Однако меню того обеда автор приводил, в нем три блюда: тарелка чечевичного супа, блюдечко ячневой каши и хлеб с двумя кусочками сахара. Вполне для блокады прилично, но не ради калорий приперся в столовую автор, иная цель была. Какая? Какой смысл в том, что прибывший с фронта человек аккуратно записал, со слов какого-то
Николая, рецептуру блокадного хлеба, выпекаемого в эту неделю, – именно в эту, а не вообще? С долями процента писалось: сколько в ней ржаной муки (67,9 процента), сколько обойной пыли (9,9 процента), целлюлозы, жмыха. И весьма подозрителен визит к помощнику военного коменданта, с какой целью предъявлена была на Садовой небритость?..
Еще несколько страниц текста – и разгадка близка.

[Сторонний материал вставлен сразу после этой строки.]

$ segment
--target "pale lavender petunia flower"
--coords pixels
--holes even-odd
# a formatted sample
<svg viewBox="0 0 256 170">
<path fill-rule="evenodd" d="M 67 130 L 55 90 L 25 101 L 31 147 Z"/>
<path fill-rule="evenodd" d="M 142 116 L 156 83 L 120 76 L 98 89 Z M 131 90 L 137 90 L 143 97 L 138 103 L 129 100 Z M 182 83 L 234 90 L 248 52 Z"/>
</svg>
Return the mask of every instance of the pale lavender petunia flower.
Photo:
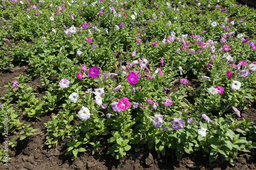
<svg viewBox="0 0 256 170">
<path fill-rule="evenodd" d="M 175 130 L 183 128 L 182 119 L 179 117 L 174 117 L 171 128 Z"/>
<path fill-rule="evenodd" d="M 206 120 L 207 123 L 210 123 L 210 120 L 209 119 L 209 118 L 208 118 L 207 116 L 206 116 L 205 114 L 203 114 L 202 115 L 202 117 L 203 117 L 204 119 Z"/>
<path fill-rule="evenodd" d="M 159 127 L 163 124 L 163 116 L 160 114 L 156 114 L 152 124 L 155 128 Z"/>
</svg>

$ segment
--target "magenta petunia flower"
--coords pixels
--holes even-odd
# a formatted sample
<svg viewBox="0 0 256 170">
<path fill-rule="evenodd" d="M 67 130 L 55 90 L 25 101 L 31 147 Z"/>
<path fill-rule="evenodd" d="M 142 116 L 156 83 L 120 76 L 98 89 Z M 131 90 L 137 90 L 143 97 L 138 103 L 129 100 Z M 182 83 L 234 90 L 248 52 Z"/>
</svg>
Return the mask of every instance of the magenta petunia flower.
<svg viewBox="0 0 256 170">
<path fill-rule="evenodd" d="M 239 61 L 238 63 L 241 65 L 245 65 L 247 64 L 247 61 Z"/>
<path fill-rule="evenodd" d="M 118 102 L 113 101 L 112 102 L 112 103 L 111 103 L 111 106 L 112 107 L 113 110 L 114 110 L 114 111 L 116 111 L 116 112 L 120 112 L 120 111 L 121 111 L 123 110 L 118 108 L 118 107 L 117 107 L 118 104 Z"/>
<path fill-rule="evenodd" d="M 138 81 L 138 77 L 134 72 L 131 71 L 127 76 L 127 80 L 132 84 L 136 84 Z"/>
<path fill-rule="evenodd" d="M 173 101 L 169 99 L 164 99 L 165 102 L 163 103 L 164 106 L 170 106 L 173 104 Z"/>
<path fill-rule="evenodd" d="M 69 80 L 67 80 L 66 79 L 62 79 L 59 82 L 59 84 L 60 85 L 60 88 L 67 88 L 69 86 Z"/>
<path fill-rule="evenodd" d="M 182 119 L 179 117 L 174 117 L 171 128 L 175 130 L 183 128 Z"/>
<path fill-rule="evenodd" d="M 79 80 L 82 80 L 82 75 L 81 72 L 78 72 L 76 73 L 76 77 L 78 78 Z"/>
<path fill-rule="evenodd" d="M 12 87 L 13 87 L 14 88 L 16 88 L 18 86 L 18 82 L 16 81 L 16 80 L 14 80 L 13 82 L 13 84 L 12 85 Z"/>
<path fill-rule="evenodd" d="M 153 125 L 157 128 L 159 127 L 163 124 L 163 116 L 161 114 L 156 114 L 154 117 Z"/>
<path fill-rule="evenodd" d="M 126 98 L 123 98 L 120 99 L 118 101 L 117 107 L 121 109 L 125 110 L 127 107 L 131 105 L 131 103 Z"/>
<path fill-rule="evenodd" d="M 116 86 L 116 87 L 115 88 L 115 91 L 118 91 L 121 87 L 122 87 L 122 85 L 119 85 L 117 86 Z"/>
<path fill-rule="evenodd" d="M 157 44 L 157 42 L 154 42 L 152 43 L 152 46 L 154 46 L 156 44 Z"/>
<path fill-rule="evenodd" d="M 227 44 L 225 44 L 224 46 L 224 50 L 229 51 L 229 46 L 227 45 Z"/>
<path fill-rule="evenodd" d="M 203 118 L 204 118 L 204 119 L 205 119 L 205 120 L 206 120 L 206 122 L 207 123 L 210 123 L 210 120 L 209 119 L 209 118 L 208 118 L 207 116 L 206 116 L 206 115 L 205 114 L 203 114 L 202 115 L 202 117 L 203 117 Z"/>
<path fill-rule="evenodd" d="M 99 74 L 99 70 L 96 66 L 93 66 L 89 68 L 88 75 L 91 77 L 96 77 Z"/>
<path fill-rule="evenodd" d="M 221 86 L 217 86 L 216 87 L 215 87 L 214 88 L 216 88 L 218 89 L 218 92 L 220 93 L 220 94 L 222 94 L 224 92 L 224 89 L 223 89 L 223 87 L 221 87 Z"/>
<path fill-rule="evenodd" d="M 82 70 L 82 72 L 86 72 L 86 69 L 87 68 L 87 67 L 86 67 L 83 64 L 82 65 L 82 66 L 81 67 L 81 69 Z"/>
<path fill-rule="evenodd" d="M 244 70 L 240 71 L 239 74 L 240 75 L 240 76 L 245 77 L 247 77 L 247 76 L 249 75 L 249 73 L 250 72 L 248 69 L 245 69 Z"/>
<path fill-rule="evenodd" d="M 207 65 L 206 66 L 206 69 L 209 69 L 209 67 L 210 66 L 210 65 L 211 64 L 212 64 L 212 60 L 210 61 L 208 64 L 207 64 Z"/>
<path fill-rule="evenodd" d="M 187 123 L 190 124 L 191 124 L 192 121 L 194 121 L 194 120 L 192 118 L 188 118 L 187 120 Z"/>
<path fill-rule="evenodd" d="M 227 71 L 227 76 L 228 78 L 228 79 L 231 79 L 231 72 L 229 71 Z"/>
<path fill-rule="evenodd" d="M 187 79 L 180 79 L 180 82 L 183 83 L 184 85 L 186 85 L 188 83 Z"/>
<path fill-rule="evenodd" d="M 233 114 L 236 114 L 238 116 L 238 117 L 241 117 L 240 111 L 239 110 L 238 110 L 238 109 L 237 109 L 234 107 L 232 107 L 232 108 L 234 111 L 234 112 Z"/>
</svg>

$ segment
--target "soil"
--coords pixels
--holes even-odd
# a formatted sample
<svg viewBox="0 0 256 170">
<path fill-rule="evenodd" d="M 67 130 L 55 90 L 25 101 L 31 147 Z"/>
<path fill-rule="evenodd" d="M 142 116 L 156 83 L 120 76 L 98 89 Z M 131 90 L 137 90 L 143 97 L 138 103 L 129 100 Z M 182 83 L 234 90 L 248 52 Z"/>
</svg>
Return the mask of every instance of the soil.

Не воин Красной армии, а немецкий шпион, лазутчик, а у людей этой профессии своя логика, нам недоступная. (По редакциям московских журналов одно время ходила рукопись разведчика, в ней каждую строчку надо было отмечать вопросительным знаком, настолько диким казалось повествование, алогичным, то ли ребенок писал, то ли сумасшедший.)

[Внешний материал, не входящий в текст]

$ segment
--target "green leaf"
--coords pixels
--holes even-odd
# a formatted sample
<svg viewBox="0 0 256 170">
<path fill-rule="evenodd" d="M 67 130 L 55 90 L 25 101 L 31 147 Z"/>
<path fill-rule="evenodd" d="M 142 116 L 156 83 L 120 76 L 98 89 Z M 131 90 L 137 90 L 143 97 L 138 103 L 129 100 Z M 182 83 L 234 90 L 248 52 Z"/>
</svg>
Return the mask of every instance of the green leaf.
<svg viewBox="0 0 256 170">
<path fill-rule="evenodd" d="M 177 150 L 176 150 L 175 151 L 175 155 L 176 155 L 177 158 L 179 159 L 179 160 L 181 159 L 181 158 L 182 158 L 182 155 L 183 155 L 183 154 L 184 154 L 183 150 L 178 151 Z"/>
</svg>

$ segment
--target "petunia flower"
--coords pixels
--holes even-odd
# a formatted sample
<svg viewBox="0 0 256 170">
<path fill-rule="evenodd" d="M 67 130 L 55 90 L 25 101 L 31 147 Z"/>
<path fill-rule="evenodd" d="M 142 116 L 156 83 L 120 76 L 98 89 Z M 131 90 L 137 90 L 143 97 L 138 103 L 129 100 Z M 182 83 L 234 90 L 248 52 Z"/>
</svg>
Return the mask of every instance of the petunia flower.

Так зачем ему Садовая? Почему не побрился? Определял, насколько в осадном городе упала дисциплина? Хотел почему-то зафиксировать себя в памяти комендатуры таким нетривиальным способом? Возможно. Войска в черте города, мужчина в форме – обыденность. Но, пожалуй, не ради нагоняя от дежурного помощника военного коменданта пришел он на
Садовую. Документы у него – в полном порядке, экспертиза, так сказать, проведена дотошная, дважды ведь подставлялся фронтовик под кинжальные патрульные взгляды и проверки. Единственная причина визита: свежий штамп комендатуры о постановке на учет, все отметки в красноармейских книжках и удостоверениях личности имели нарочитую ошибку, некую деталь, по которой особисты сразу определяли подлинность документа. Оттиск свежего штампа и будет предъявлен немецкой разведке, ведь придется отчитываться, и первые сорок страниц текста представляли по существу отчет агента о выполненном задании. “Ветеран ВОВ” держал его в памяти, отчет этот, долгие годы
– и скопировал его, без ссылок и уточнений, в свои воспоминания.

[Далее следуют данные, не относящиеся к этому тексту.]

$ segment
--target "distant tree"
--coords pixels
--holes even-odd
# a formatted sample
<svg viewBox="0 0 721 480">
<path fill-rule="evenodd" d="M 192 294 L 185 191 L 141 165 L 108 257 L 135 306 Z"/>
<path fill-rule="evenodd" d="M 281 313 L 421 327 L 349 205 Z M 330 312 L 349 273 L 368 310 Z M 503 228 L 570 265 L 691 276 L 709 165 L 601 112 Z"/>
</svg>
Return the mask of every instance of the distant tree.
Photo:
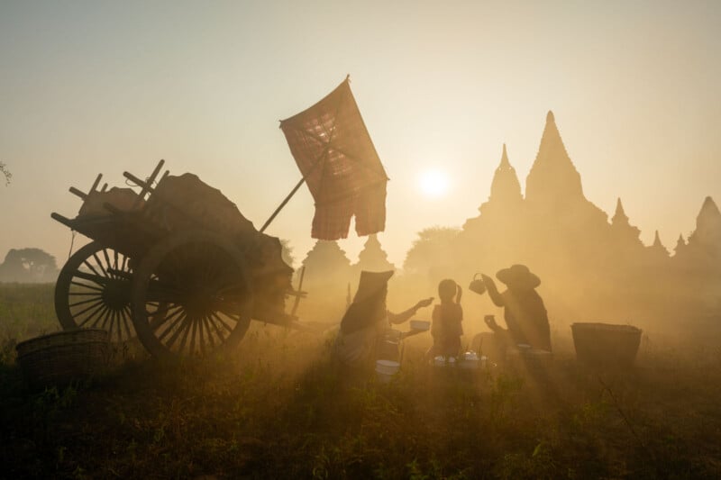
<svg viewBox="0 0 721 480">
<path fill-rule="evenodd" d="M 406 255 L 404 269 L 422 273 L 443 265 L 455 255 L 452 242 L 460 232 L 461 229 L 451 227 L 432 227 L 419 231 L 418 239 Z"/>
<path fill-rule="evenodd" d="M 10 179 L 13 177 L 13 174 L 10 173 L 10 170 L 7 169 L 7 167 L 3 162 L 0 162 L 0 173 L 5 177 L 5 185 L 10 185 Z"/>
<path fill-rule="evenodd" d="M 55 257 L 40 249 L 13 249 L 0 264 L 3 282 L 52 282 L 57 276 Z"/>
</svg>

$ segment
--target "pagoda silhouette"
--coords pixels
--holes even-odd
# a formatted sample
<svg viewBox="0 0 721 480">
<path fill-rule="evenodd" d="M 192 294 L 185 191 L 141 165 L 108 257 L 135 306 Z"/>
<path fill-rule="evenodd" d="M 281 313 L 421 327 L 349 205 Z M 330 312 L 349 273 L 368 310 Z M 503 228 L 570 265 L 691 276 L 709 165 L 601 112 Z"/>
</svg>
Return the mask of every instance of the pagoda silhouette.
<svg viewBox="0 0 721 480">
<path fill-rule="evenodd" d="M 566 322 L 671 324 L 721 313 L 721 213 L 707 197 L 688 241 L 671 255 L 658 231 L 640 240 L 620 198 L 610 221 L 588 200 L 552 112 L 546 116 L 525 195 L 503 145 L 490 195 L 449 255 L 454 275 L 495 274 L 516 263 L 542 278 L 549 312 Z M 428 271 L 434 268 L 428 259 Z"/>
</svg>

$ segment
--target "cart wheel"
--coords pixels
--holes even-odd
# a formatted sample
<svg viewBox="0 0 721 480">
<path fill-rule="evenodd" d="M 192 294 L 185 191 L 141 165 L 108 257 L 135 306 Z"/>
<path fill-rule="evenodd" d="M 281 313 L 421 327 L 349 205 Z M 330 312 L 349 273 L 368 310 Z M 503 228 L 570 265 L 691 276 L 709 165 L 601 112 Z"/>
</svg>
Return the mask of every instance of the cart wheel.
<svg viewBox="0 0 721 480">
<path fill-rule="evenodd" d="M 205 231 L 181 231 L 153 246 L 131 287 L 138 338 L 157 357 L 235 348 L 251 323 L 252 298 L 241 251 Z"/>
<path fill-rule="evenodd" d="M 96 241 L 70 257 L 55 284 L 55 313 L 63 330 L 99 328 L 115 342 L 135 337 L 129 260 Z"/>
</svg>

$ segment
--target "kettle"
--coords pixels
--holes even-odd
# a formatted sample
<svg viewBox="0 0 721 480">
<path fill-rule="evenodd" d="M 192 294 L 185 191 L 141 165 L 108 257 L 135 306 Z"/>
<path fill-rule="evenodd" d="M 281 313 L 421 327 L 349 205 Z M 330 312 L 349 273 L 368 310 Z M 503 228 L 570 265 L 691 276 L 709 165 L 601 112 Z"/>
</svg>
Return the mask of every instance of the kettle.
<svg viewBox="0 0 721 480">
<path fill-rule="evenodd" d="M 473 280 L 470 281 L 470 285 L 468 285 L 468 289 L 471 292 L 475 292 L 479 295 L 482 295 L 486 293 L 486 284 L 483 283 L 481 278 L 478 278 L 480 274 L 476 274 L 473 276 Z"/>
</svg>

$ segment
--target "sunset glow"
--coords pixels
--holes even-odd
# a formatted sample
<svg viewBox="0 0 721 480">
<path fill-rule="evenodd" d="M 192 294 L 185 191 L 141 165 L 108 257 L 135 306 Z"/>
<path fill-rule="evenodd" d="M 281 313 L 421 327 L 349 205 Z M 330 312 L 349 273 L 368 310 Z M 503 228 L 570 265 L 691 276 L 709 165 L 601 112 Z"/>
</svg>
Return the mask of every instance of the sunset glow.
<svg viewBox="0 0 721 480">
<path fill-rule="evenodd" d="M 418 186 L 425 196 L 443 196 L 448 193 L 448 177 L 442 170 L 425 170 L 418 177 Z"/>
</svg>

Итак, перешедший линию фронта агент немецкой разведки, лазутчик
(шпион) на 42-й странице притопал к окружному госпиталю, откуда постарался как можно скорее унести ноги, ибо – “Гришка сгорел!!!”. В трех восклицательных знаках – вопль отчаяния, истошный крик о помощи, которую обещал оказать Петр. К нему и завалился “ветеран
ВОВ”, ночь близилась, комендантский час, да и усталость накопилась, топать на Литейный к Дому Красной армии тяжело, хоть и поджидал там фронтовика теплый матрасик. Об ужине у Петра – вскользь, воздал хвалу американцам, потому что ленд-лизовской тушенкой насытился, не брюквенным супом и не концентратом ячменной каши.
А с утра – новые заботы, поиски, точнее – розыски известного ему лица, и, так получалось, найти это лицо живым или мертвым – его главное задание, для него главное, оно – личное, а нужные немцам сведения дали ему Петр, Николай и прочие. Выполнять главное задание он отправился на Петроградскую сторону, два часа добирался, сугробы и патрули преграждали путь, пока наконец не открылась ему дверь квартиры, конечная цель достигнута, и тут его поджидало разочарование: никого! Пусто, голо, мерзло, вся мебель растащена по соседям и сгорела в их печках, даже обои оторваны. Но он продолжает упорно расспрашивать – и выдавливает из ссохшейся соседки адрес.